Valet parking is a parking service offered by some restaurants, stores, and other businesses. As opposed to ‘self-parking’, where customers find a parking space on their own, customers’ vehicles are parked for them by a person called a valet. This service either requires a fee to be paid by the customer or is offered free of charge by the establishment.
In recent years, valet services have become quite common in our country too. Various eateries, wedding halls, malls and cinemas have their respective valet parking service for the customers. However there are many cases where either some sort of damage was done to the car during parking due to valet’s negligence or personal belongings went missing from the car that was handed over to valet.
Cherry on top, valet services usually take no responsibility for any mishap whatsoever. The phrase “Parking at owner’s risk” is the easiest way to get away from any sort of answerability. In most cases the valet drivers lacks professional training, however cases have also been reported where cars were taken outside the premises on open roads just for a casual ride and ended up involved in an accident causing damage to the owner’s car as well as others on the road.
some examples of parking negligence by valet drivers
An owner from Karachi also reported that the tires of his cars were changed with some Chinese brand tires when he gave the vehicle to the valet. He noticed this in daylight 2 days after the incident and valet never accepted any responsibility. Another person reported that his belongings in the glove box as well as the USB which was connected to the player was missing when the car was returned to him.
Then there surfaced another video where valet persons parked the cars and left them open without even bothering to lock or even close the doors. Later in cases like these, they will accept no responsibility of the theft or loss of belongings.
Some don’t even have dedicated parking spots so vehicles end up being treated like this:
I was going through a news peace recently where Supreme Court of India has just ruled that hotels offering valet parking need to own up responsibility in case of theft or damage of a vehicle. The court held that hotels cannot deny compensation under the garb of “owner’s risk” when its staff or valet accepts the vehicle for parking. This judgment came in response to a case filed by a 5 star hotel against the competition commission’s decision to award compensation to a person who had given his car to a valet of the 5 star hotel, but failed to get his car back. The car was driven away by unknown people. While the insurance company paid the claim, the owner of the vehicle also demanded compensation from the 5 star hotel, which was denied by the hotel.

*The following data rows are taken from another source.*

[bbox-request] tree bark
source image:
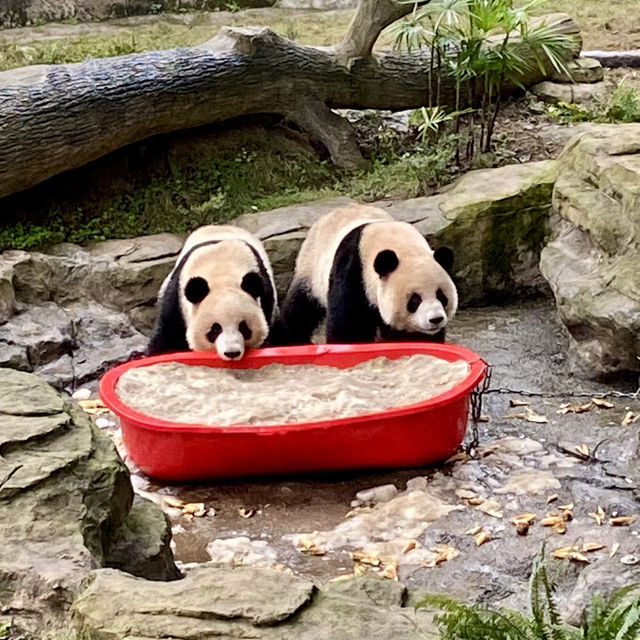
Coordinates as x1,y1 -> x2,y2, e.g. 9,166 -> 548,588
0,14 -> 578,197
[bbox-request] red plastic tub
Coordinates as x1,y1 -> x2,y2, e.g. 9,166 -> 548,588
100,342 -> 486,481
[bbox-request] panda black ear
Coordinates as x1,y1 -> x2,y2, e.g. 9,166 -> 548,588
373,249 -> 400,278
240,271 -> 264,300
433,247 -> 453,273
184,277 -> 209,304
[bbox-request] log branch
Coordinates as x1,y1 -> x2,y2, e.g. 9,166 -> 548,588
0,14 -> 578,197
334,0 -> 430,63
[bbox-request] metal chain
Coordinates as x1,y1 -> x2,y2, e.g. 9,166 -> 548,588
466,362 -> 640,458
485,387 -> 640,400
466,362 -> 493,458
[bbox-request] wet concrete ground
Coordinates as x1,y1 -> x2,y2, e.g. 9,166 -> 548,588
96,300 -> 640,611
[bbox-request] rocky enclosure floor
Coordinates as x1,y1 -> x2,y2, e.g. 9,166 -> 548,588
85,300 -> 640,618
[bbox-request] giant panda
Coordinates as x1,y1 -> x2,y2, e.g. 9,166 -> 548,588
147,225 -> 277,360
282,205 -> 458,344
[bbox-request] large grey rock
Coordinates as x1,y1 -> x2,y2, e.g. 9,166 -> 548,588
540,124 -> 640,376
0,234 -> 184,390
234,161 -> 556,303
0,369 -> 175,638
74,564 -> 434,640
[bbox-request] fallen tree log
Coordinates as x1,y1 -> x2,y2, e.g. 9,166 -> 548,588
0,10 -> 578,197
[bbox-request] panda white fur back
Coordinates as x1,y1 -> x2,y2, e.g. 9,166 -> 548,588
148,225 -> 277,360
282,205 -> 458,343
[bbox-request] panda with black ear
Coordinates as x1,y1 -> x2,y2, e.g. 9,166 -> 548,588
282,205 -> 458,344
148,225 -> 277,360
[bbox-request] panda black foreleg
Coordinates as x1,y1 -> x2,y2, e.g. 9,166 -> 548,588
275,279 -> 326,344
380,324 -> 446,342
147,274 -> 189,356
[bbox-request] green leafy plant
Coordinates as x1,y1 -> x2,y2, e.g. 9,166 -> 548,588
418,548 -> 640,640
390,0 -> 576,159
547,78 -> 640,123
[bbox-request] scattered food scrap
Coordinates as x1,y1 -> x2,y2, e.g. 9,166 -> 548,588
609,516 -> 638,527
589,506 -> 606,526
591,398 -> 615,409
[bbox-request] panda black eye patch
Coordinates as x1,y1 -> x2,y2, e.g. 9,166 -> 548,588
238,320 -> 251,340
240,271 -> 264,300
184,277 -> 209,304
407,293 -> 422,313
207,322 -> 222,344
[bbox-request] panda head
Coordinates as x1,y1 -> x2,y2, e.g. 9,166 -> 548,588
184,271 -> 269,360
373,244 -> 458,335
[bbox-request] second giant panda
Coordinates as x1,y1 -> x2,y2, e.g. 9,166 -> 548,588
282,205 -> 458,344
148,225 -> 277,360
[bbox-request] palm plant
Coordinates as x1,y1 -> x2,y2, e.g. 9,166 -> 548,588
390,0 -> 577,158
418,548 -> 640,640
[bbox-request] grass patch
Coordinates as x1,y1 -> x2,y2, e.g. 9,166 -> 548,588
0,117 -> 478,250
0,9 -> 351,71
418,548 -> 640,640
548,78 -> 640,124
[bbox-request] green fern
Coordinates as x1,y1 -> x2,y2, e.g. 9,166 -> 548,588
418,547 -> 640,640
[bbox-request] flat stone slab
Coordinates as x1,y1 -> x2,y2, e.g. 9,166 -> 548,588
74,564 -> 434,640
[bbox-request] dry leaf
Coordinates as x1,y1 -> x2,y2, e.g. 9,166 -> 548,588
591,398 -> 615,409
551,547 -> 575,560
474,529 -> 491,547
551,547 -> 589,564
556,402 -> 591,414
525,410 -> 549,424
402,540 -> 418,553
444,451 -> 469,464
476,500 -> 502,518
182,502 -> 207,516
511,513 -> 538,525
609,516 -> 638,527
380,560 -> 398,582
422,544 -> 460,567
161,496 -> 184,509
576,444 -> 590,460
329,573 -> 353,584
589,507 -> 606,526
551,521 -> 567,533
456,489 -> 478,500
298,537 -> 326,556
569,551 -> 589,564
351,549 -> 380,567
78,398 -> 107,411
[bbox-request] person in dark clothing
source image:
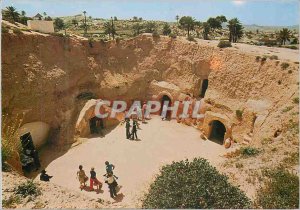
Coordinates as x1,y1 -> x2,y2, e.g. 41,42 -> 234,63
105,173 -> 118,198
131,121 -> 138,140
90,168 -> 102,191
40,170 -> 53,182
20,132 -> 41,172
125,118 -> 130,139
105,161 -> 115,174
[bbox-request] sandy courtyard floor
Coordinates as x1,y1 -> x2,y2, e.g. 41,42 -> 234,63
36,117 -> 228,207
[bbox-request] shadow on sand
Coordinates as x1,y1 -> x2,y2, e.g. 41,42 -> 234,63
25,124 -> 119,179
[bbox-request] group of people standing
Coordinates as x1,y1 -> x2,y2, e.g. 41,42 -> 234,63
125,118 -> 138,140
77,161 -> 118,198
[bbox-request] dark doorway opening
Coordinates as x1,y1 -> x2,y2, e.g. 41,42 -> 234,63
160,95 -> 171,119
89,116 -> 104,135
209,120 -> 226,145
200,79 -> 208,98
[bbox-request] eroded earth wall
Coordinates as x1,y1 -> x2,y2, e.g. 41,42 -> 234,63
2,33 -> 298,144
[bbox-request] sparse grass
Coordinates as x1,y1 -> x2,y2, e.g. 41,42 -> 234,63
50,32 -> 64,37
186,36 -> 196,42
2,195 -> 21,209
269,55 -> 278,60
288,119 -> 299,134
235,109 -> 243,120
152,31 -> 160,39
76,92 -> 96,100
1,26 -> 8,33
169,33 -> 177,39
256,168 -> 299,209
235,163 -> 244,168
241,146 -> 260,157
218,40 -> 232,48
88,38 -> 94,48
14,180 -> 41,198
13,28 -> 23,35
261,56 -> 267,63
281,106 -> 294,113
224,149 -> 241,158
21,28 -> 31,32
261,138 -> 273,145
280,62 -> 290,70
282,151 -> 299,166
32,201 -> 46,209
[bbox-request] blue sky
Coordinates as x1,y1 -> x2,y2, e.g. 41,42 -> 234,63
2,0 -> 299,26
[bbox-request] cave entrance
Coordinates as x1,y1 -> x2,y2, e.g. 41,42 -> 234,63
209,120 -> 226,145
89,116 -> 104,135
200,79 -> 208,98
160,95 -> 171,119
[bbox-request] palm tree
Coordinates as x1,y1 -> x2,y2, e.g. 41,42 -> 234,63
202,22 -> 210,40
83,11 -> 87,36
278,28 -> 292,45
175,15 -> 179,24
132,23 -> 143,36
227,18 -> 244,43
104,18 -> 117,39
179,16 -> 196,37
4,6 -> 20,22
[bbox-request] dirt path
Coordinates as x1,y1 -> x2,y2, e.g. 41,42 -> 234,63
37,117 -> 228,207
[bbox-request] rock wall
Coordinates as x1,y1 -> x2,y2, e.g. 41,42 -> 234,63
2,33 -> 298,144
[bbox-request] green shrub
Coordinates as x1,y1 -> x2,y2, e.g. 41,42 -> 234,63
286,45 -> 298,50
143,158 -> 251,209
293,97 -> 299,104
1,26 -> 8,33
282,151 -> 299,166
187,36 -> 196,42
169,33 -> 177,39
88,37 -> 94,48
241,146 -> 259,157
256,169 -> 299,209
2,195 -> 21,209
261,56 -> 267,63
116,37 -> 123,44
14,180 -> 41,198
50,32 -> 64,37
21,28 -> 31,32
218,40 -> 232,48
235,109 -> 243,120
282,106 -> 294,113
1,115 -> 22,171
270,55 -> 278,60
13,28 -> 23,34
280,62 -> 290,70
152,31 -> 160,38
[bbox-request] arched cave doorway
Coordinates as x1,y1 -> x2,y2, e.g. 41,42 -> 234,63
209,120 -> 226,145
160,95 -> 172,119
200,79 -> 208,98
89,116 -> 104,135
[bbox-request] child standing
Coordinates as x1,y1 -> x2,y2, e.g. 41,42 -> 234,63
77,165 -> 89,190
90,167 -> 102,191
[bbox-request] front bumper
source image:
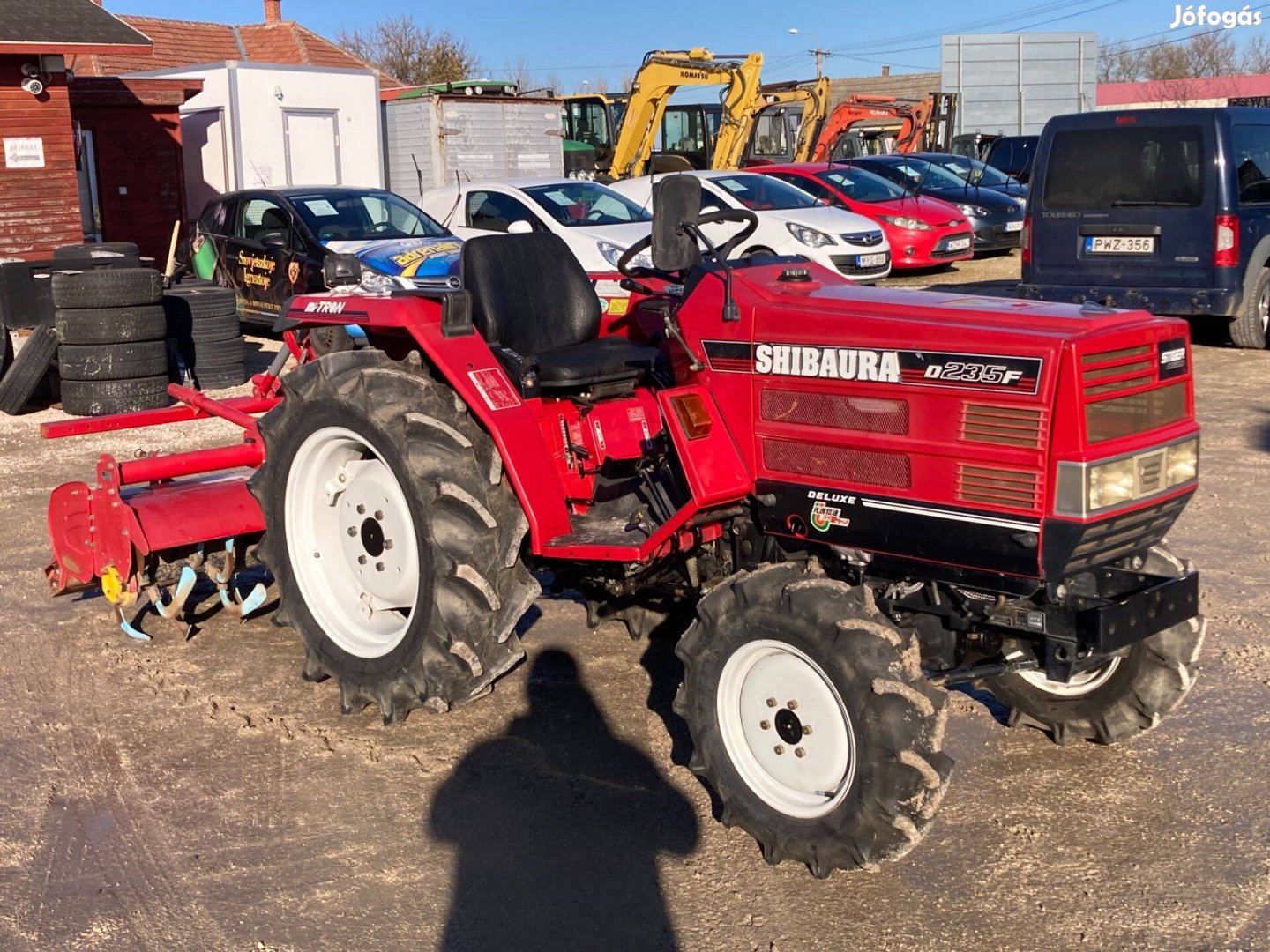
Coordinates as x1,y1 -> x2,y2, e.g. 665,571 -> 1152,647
1017,285 -> 1244,317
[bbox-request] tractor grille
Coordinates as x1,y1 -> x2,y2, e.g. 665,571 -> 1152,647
759,389 -> 908,435
829,253 -> 890,278
1063,495 -> 1189,575
1080,344 -> 1155,398
960,402 -> 1045,450
956,464 -> 1040,509
763,438 -> 912,488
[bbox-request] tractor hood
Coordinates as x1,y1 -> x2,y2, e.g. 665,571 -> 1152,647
326,234 -> 464,278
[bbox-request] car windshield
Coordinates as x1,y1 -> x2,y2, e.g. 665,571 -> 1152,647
709,174 -> 819,212
815,165 -> 908,202
932,155 -> 1017,188
522,180 -> 653,228
865,159 -> 967,188
288,190 -> 450,245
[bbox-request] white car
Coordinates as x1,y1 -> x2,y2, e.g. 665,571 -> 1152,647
419,178 -> 653,274
611,171 -> 890,283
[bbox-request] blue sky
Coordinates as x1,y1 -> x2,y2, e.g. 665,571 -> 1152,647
106,0 -> 1270,93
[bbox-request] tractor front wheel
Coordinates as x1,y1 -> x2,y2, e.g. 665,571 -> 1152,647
251,350 -> 539,722
676,563 -> 952,877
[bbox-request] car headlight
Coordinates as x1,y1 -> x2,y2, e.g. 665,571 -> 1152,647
1054,436 -> 1199,516
878,214 -> 935,231
595,242 -> 653,268
362,266 -> 401,294
785,222 -> 834,248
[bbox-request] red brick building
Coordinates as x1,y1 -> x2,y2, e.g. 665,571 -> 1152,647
0,0 -> 150,259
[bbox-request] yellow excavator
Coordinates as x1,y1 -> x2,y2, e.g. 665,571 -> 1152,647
564,47 -> 763,180
736,76 -> 829,169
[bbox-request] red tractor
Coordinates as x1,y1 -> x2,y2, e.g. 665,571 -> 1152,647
49,176 -> 1203,876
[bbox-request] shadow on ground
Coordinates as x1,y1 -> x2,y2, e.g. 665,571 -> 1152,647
430,650 -> 698,952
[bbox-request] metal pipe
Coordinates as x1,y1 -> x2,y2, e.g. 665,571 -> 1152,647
119,442 -> 265,487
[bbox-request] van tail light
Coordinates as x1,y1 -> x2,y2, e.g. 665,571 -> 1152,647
1213,214 -> 1239,268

According to the judges who made the decision:
Once possession of the vehicle is handed to the hotel staff or valet, there is an implied contractual obligation to return the vehicle in a safe condition upon the direction of the owner. The hotel-owner cannot contract out of liability for its negligence or that of its servants in respect of a vehicle of its guest in any circumstance. It is only after this burden of proof is discharged that the exemption clause can come into force. The burden of proving that such loss or damage was covered by the exemption clause will also be on the hotel. The failure to return the vehicle strikes at the root of the bailment relationship and gives rise to a prima facie case of negligence against the hotel.
It is a matter of great responsibility since vehicles which now cost a couple of millions are mishandled by the valet and it’s a huge dilemma if they cannot be held responsible for their negligence. However sadly, there is still no law to protect consumers’ precious belongings here as valet as well as charged parking lots usually accepts no liability towards a theft/damage that takes place when the vehicle is left after being parked.